Apesar das multitarefas, de liderarem casas e assumirem as contas, as mulheres ainda têm de lidar com a discriminação. De acordo com o Programa das Nações Unidas para o Desenvolvimento (Pnud) 90% da população mundial ainda tem algum tipo de preconceito na questão da igualdade de gênero em áreas como política, economia, educação e violência doméstica. O número é ainda maior se forem mulheres e negras.

UMA LUTA EM DOSE DUPLA

Além das barreiras encontradas pelas mulheres em alcançar um cargo superior nas empresas, Mary Cristina Teixeira é a primeira mulher negra a ocupar um cargo de coordenadora no 2º Ofício Criminal da Comarca do Fórum de Limeira. “Não é fácil ser mulher e ocupar um cargo de chefia e é ainda mais difícil ser mulher e negra num cargo de coordenação. As outras pessoas nunca te enxergam, mesmo sentando na mesa de posição estratégica e que já foi ocupada por outras mulheres antes. Elas ficam em dúvida, é um racismo discreto, mas é um tipo de discriminação”, disse.

O cargo de escrevente foi seu segundo emprego. Aos 20 anos, Mary passou no concurso do Fórum, em 5º lugar, logo após se formar no Ensino Médio e de ter passado em um concurso na área da Saúde. “Queria trabalhar para custear minha faculdade. Se hoje é difícil imagine naquela época, há 30 anos”, conta. Hoje, ela afirma que 90% dos cargos de chefia nas Varas do Fórum são ocupadas por mulheres. “Isso foi ocorrendo aos poucos, mas quando entrei, a maioria dos chefes eram homens, já que as indicações eram feitas por juízes e existia uma preferência pelo sexo masculino em cargos de nomeação”, afirma.

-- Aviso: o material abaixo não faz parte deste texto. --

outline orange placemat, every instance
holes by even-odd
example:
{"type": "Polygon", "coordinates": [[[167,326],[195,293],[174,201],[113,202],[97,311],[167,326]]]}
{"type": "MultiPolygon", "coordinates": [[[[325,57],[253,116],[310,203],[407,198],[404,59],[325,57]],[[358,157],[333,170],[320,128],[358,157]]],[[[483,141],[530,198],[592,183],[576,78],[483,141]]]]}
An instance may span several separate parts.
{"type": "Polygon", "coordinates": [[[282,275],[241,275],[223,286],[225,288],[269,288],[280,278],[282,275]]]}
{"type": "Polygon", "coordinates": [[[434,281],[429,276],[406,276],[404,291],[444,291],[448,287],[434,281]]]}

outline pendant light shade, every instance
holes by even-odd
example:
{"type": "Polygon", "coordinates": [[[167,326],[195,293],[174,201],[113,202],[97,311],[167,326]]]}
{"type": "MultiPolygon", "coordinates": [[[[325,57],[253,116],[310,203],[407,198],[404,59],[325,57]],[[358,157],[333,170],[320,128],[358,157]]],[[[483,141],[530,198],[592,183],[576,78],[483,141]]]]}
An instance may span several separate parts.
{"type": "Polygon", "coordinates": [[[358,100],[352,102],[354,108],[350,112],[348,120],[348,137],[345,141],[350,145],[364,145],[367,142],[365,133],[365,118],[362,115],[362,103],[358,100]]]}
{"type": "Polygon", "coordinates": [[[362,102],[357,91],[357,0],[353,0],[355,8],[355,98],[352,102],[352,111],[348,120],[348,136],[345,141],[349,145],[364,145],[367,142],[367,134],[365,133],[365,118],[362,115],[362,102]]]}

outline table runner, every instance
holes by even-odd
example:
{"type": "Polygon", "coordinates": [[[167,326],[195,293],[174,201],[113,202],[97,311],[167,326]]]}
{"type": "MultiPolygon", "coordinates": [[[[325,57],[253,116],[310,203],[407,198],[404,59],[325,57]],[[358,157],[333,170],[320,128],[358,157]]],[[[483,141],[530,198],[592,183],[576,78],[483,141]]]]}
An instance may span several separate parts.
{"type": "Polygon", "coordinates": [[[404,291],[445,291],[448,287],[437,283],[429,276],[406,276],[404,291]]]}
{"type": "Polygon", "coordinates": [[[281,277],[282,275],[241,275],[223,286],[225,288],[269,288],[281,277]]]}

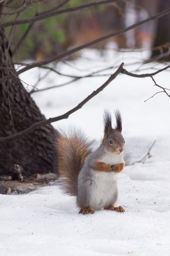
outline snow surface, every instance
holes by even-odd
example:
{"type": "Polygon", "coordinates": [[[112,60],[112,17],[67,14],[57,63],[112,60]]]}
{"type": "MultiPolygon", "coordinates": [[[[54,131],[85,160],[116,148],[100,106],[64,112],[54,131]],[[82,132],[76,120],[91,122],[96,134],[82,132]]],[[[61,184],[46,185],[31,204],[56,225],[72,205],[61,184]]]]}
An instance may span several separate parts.
{"type": "MultiPolygon", "coordinates": [[[[143,70],[138,73],[144,73],[165,66],[156,63],[141,66],[141,59],[149,54],[147,51],[108,50],[101,55],[97,50],[86,50],[82,52],[84,58],[67,61],[69,65],[59,63],[57,67],[63,73],[78,76],[113,65],[114,68],[100,73],[111,74],[122,61],[125,68],[136,73],[139,67],[143,70]]],[[[35,68],[20,77],[34,85],[47,72],[35,68]]],[[[76,105],[108,77],[80,79],[35,93],[32,97],[46,118],[57,116],[76,105]]],[[[169,71],[154,77],[157,84],[169,88],[169,71]]],[[[38,88],[70,79],[51,73],[38,88]]],[[[96,147],[103,135],[104,109],[112,113],[114,126],[113,110],[118,108],[126,148],[131,155],[131,159],[128,155],[126,158],[129,165],[140,160],[156,140],[151,157],[143,163],[125,166],[119,175],[116,206],[123,206],[125,213],[102,210],[94,214],[78,215],[74,198],[63,194],[56,182],[27,194],[0,195],[1,256],[170,255],[170,99],[161,93],[144,102],[160,91],[153,85],[150,78],[120,74],[81,110],[53,124],[56,128],[70,125],[82,128],[95,140],[96,147]]]]}

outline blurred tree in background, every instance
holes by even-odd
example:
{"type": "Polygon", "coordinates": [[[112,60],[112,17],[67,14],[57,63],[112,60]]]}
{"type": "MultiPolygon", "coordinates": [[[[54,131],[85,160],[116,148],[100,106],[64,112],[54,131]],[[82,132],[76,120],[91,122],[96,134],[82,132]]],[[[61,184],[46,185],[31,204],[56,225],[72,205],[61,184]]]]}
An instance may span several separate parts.
{"type": "MultiPolygon", "coordinates": [[[[152,46],[155,37],[156,56],[162,57],[162,45],[169,43],[170,0],[84,2],[0,1],[0,137],[17,136],[45,120],[19,80],[22,73],[113,41],[118,48],[135,49],[148,46],[149,41],[152,46]],[[161,16],[157,30],[153,21],[161,16]],[[16,70],[14,64],[23,60],[30,63],[16,70]]],[[[169,46],[166,49],[169,56],[169,46]]],[[[25,175],[52,170],[52,126],[46,124],[1,143],[0,175],[11,174],[14,164],[21,166],[25,175]]]]}

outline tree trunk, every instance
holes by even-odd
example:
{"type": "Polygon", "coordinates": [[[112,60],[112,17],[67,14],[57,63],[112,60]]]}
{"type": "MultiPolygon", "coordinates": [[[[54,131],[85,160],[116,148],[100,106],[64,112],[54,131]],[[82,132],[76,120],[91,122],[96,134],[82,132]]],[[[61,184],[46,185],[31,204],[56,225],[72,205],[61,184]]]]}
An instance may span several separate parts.
{"type": "MultiPolygon", "coordinates": [[[[8,45],[3,31],[0,29],[0,77],[11,71],[15,73],[8,45]]],[[[0,137],[17,133],[45,119],[14,75],[0,84],[0,137]]],[[[14,164],[21,166],[26,176],[52,170],[53,153],[50,137],[52,129],[50,125],[42,126],[28,135],[0,145],[0,175],[11,174],[14,164]]]]}

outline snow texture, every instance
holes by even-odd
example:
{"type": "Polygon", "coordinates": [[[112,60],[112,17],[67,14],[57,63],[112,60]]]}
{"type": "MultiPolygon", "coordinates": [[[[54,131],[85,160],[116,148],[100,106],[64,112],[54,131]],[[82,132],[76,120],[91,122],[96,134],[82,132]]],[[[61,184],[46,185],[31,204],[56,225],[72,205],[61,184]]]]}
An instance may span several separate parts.
{"type": "MultiPolygon", "coordinates": [[[[97,50],[86,50],[82,52],[84,58],[67,62],[69,65],[60,63],[57,66],[63,73],[80,75],[108,66],[119,66],[124,61],[125,68],[137,73],[134,71],[140,65],[138,63],[149,53],[108,50],[101,55],[97,50]]],[[[144,70],[140,73],[153,72],[164,66],[146,64],[141,67],[144,70]]],[[[117,68],[102,74],[112,73],[117,68]]],[[[35,68],[21,78],[34,85],[47,72],[42,69],[39,73],[35,68]]],[[[80,79],[32,96],[47,118],[57,116],[76,105],[108,77],[80,79]]],[[[169,88],[169,71],[154,77],[157,84],[169,88]]],[[[51,73],[38,88],[70,79],[51,73]]],[[[112,112],[114,126],[113,111],[119,109],[126,148],[129,154],[132,153],[131,159],[126,158],[129,164],[141,160],[156,140],[151,157],[144,162],[125,166],[119,175],[115,206],[123,206],[125,213],[102,210],[93,214],[78,215],[75,198],[63,194],[57,183],[27,194],[0,195],[1,256],[170,255],[170,99],[161,93],[144,102],[160,90],[153,85],[150,78],[120,74],[81,110],[53,124],[56,128],[75,125],[82,128],[90,139],[95,140],[96,147],[103,135],[104,109],[112,112]]]]}

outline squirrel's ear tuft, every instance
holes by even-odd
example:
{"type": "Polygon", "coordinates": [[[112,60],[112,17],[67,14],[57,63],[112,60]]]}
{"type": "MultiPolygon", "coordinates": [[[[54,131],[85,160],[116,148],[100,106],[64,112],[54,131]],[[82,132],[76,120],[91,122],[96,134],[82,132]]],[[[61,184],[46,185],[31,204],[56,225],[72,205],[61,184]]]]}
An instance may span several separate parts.
{"type": "Polygon", "coordinates": [[[104,137],[107,138],[111,130],[112,129],[112,117],[111,114],[108,110],[105,110],[103,115],[104,125],[105,125],[104,137]]]}
{"type": "Polygon", "coordinates": [[[115,129],[116,130],[118,130],[118,131],[119,131],[120,132],[121,132],[122,129],[122,118],[121,117],[120,112],[119,110],[117,110],[115,111],[115,113],[116,120],[116,127],[115,128],[115,129]]]}

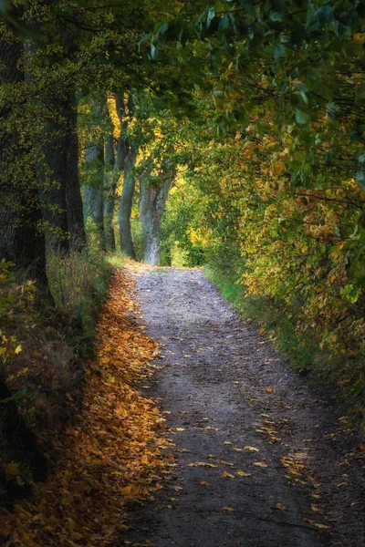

A coordenadora destaca os desafios em liderar a equipe. “Por trabalhar aqui há muitos anos e conquistar aos poucos o meu espaço, os funcionários mais antigos já me conhecem e minha equipe é excepcional, mas quem vem de fora eu ainda percebo uma certa dificuldade. Antes eu não entendia por que as pessoas tinham tanta dificuldade em me enxergar como chefe, mesmo sentando em uma mesa estratégica e que já foi ocupada por outras mulheres. Conversando com a minha família e lendo profundamente sobre o assunto, percebi que se tratava de um racismo discreto, as pessoas entravam na sala e procuravam a chefe, elas não me enxergavam. Isso gera uma revolta, mas aprendi a lidar e a vencer essas batalhas na vida”, afirma.

No geral, Mary conta que nem sempre o preconceito é masculino. “As mulheres também têm dificuldade de ser chefiadas por outras mulheres. Muitas não concordam que a mulher faça a mesma coisa que o homem e isso é num comportamento geral. Você sendo mulher, não tem como dizer que em algum momento da sua vida não sofreu algum tipo de preconceito de gênero principalmente em certas posições que as pessoas ainda teimam em enxergar como masculina e em cargos de liderança”, disse.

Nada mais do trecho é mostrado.